How To Write Emails That Convert

Did you ever think about starting an email marketing campaign in order to promote a product or service? Maybe you've tried one or more email outreach efforts and learned that there's a lot more to it than just sending these messages to your marketing audience. It is important to learn how to write emails that convert in order to maximize the time and money spent on your promotion.

When we plan and start our campaigns it's important to send out our messages to a list of readers that actually want to hear from us. Many times our emails get sorted or lost in the spam folder or many inbox messages. Even when someone does click on the message and open the email they might not click on the link to the next step but move on to their other email messages. That's why it's so vital to our efforts to learn how to write emails that convert.

In this article we'll discuss the following:

  • Finding your own writing voice and style
  • Who are you writing to?
  • One thing to increase conversions
  • Email templates save time
  • Writing emails that convert video

Finding your own writing voice

Once an author discovers and uses their own writing voice they are putting their personality on the page by the way that they use their vocabulary and word phrases. We should write like we are talking to a reputable friend or family member, with a certain emotion that the reader can feel as they read the article. The most successful authors develop a distinct writing voice that their readers like and look forward to reading. Our writing voice and emotion should be the same within the emails sent and the article content written in our posts. Most will agree that a cheery, passive type of voice and emotion is the most well received by their viewers and will lead to the best results.

Styles

There are generally 4 basic writing styles:

  1. Expository – The author tries to explain a concept, sharing information with their audience. The writer does not share their own beliefs or opinions on the subject but focuses on accepted facts and includes evidence and statistics. An effective disclosure writing should contain a main idea, supporting details, and a conclusion. Examples: textbooks, how to books, recipes, business, technical and scientific articles or books.
  2. Descriptive – The author focuses on describing a certain product, character, or place in detail. The writer uses more of the sensory concepts in their descriptions as opposed to only facts and information.

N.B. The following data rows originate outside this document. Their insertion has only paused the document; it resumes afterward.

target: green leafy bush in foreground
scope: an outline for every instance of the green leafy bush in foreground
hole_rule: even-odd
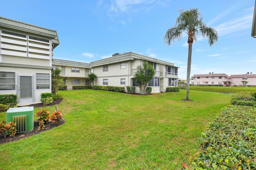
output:
[[[256,108],[231,105],[202,133],[196,170],[256,169]]]
[[[256,92],[241,92],[231,96],[230,104],[234,105],[255,106],[256,106]]]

Examples: journals or diaries, poetry, play writing and fictional novels.
  3. Persuasive – The writer presents reasons and examples to influence the reader's actions or thought. This style requires the writer to clearly point out their position on a subject and supply reasonings and examples that support their position. The writer gives reasons and takes a stance to convince their reader to see the issue from the writers viewpoint. Examples: advertisements, cover letters, letters of recommendations or complaints, and product reviews.
  4. Narrative – The author narrates a story whether it is a short story, biography, novel, poetry, etc. Defined as a report of connected events real or imaginary presented in a sequence of written or stolen words or images. The author is not just trying to attend information but is trying to construct and communicate a story including characters, trials, and scene settings.

Who are you writing to?

Usually we're writing to people in a particular niche but we should take a minute or three to define exactly who our audience is and what are the needs of our readers before we start collecting content for the article. We might not interest everyone on our list with every email that we send out but once we learn how to write emails that convert, we can send out content to our specific target group that will appeal to a much higher percentage of viewers.

Create a reader representative.

Can you picture your readers as you write? Actually the best thing to do is to create one person, or avatar, that represents the target audience and write to that person instead of writing to the group. Picture that person in mind as you type the message to them and give them the information or instruction that they are looking for.

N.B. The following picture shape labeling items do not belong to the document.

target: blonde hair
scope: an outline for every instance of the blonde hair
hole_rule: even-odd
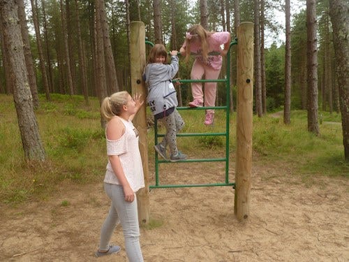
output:
[[[209,43],[207,38],[214,32],[206,30],[201,24],[194,24],[188,29],[192,36],[186,37],[186,61],[188,61],[191,55],[191,43],[198,38],[201,43],[201,50],[202,50],[202,58],[204,61],[207,61],[209,57]]]
[[[123,105],[128,102],[129,95],[127,91],[121,91],[105,97],[101,105],[102,117],[108,122],[115,115],[120,115]]]
[[[155,63],[155,59],[158,56],[165,57],[165,61],[166,61],[168,59],[168,52],[166,51],[165,45],[161,44],[155,44],[148,55],[148,63]]]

When you have this image of the receiver of your email it's much easier to stay on course with your article and not wander into areas that are not relative to your niche. An example would be that if you're writing an article for training your dog, you will not go off on a side note about something that has nothing to do with dog training. The reader can easily click away from the post when it appears to wander off course and loses the reader's attention.

By mentally creating the email message for one particular person instead of an "audience" it changes the way that you look at writing the issue that your niche group wants to hear about. This is the most viewer friendly way of conversing with your list.

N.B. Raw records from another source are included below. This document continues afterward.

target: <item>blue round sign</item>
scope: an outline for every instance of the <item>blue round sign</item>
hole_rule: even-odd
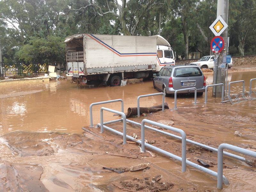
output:
[[[224,40],[220,36],[216,36],[212,38],[211,42],[211,48],[212,52],[219,53],[224,48]]]

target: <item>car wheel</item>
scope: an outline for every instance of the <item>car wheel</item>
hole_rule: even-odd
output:
[[[165,87],[164,88],[164,94],[165,97],[169,97],[170,95],[166,92],[166,89]]]
[[[196,93],[196,96],[202,96],[203,94],[204,94],[204,92]]]
[[[121,84],[121,78],[117,75],[113,76],[111,78],[110,84],[112,87],[120,86]]]
[[[156,89],[156,85],[155,84],[155,81],[153,81],[153,86],[154,87],[154,89]]]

One thing to increase conversions

There is something very basic that can be done with each email which can have a very positive effect on the success of an email marketing campaign. A nice campaign boosting suggestion is to add a nice self-portrait either at the top or bottom of the emails, or at least the first "welcome" message. Let your viewers see who is sending them those email messages and suggestions to purchase a product or click on a link.

Those that do this say that it really does help with conversions as the portrait helps build confidence and also makes you appear as more of an authoritative figure in your niche. Most autoresponders will provide a way to do this and contacting them with any questions will shed light on your situation.

Email templates save time

Writing templates are great tools for every writer and using them regularly will help with article production as they can guide you from start to finishing the post. An email template is an HTML file. Hypertext markup language (HTML) is a code that explains the content and structure of the campaign and lets us style the campaign to reflect our business or personal style.

The best thing about templates is that you can use them over and over again with each article or email campaign. This gives a design to your content and increments article production, and there are hundreds or thousands of templates to choose from depending on your own needs.

You can simply add content, images and links to a template that you're using before testing and sending it out to your viewers.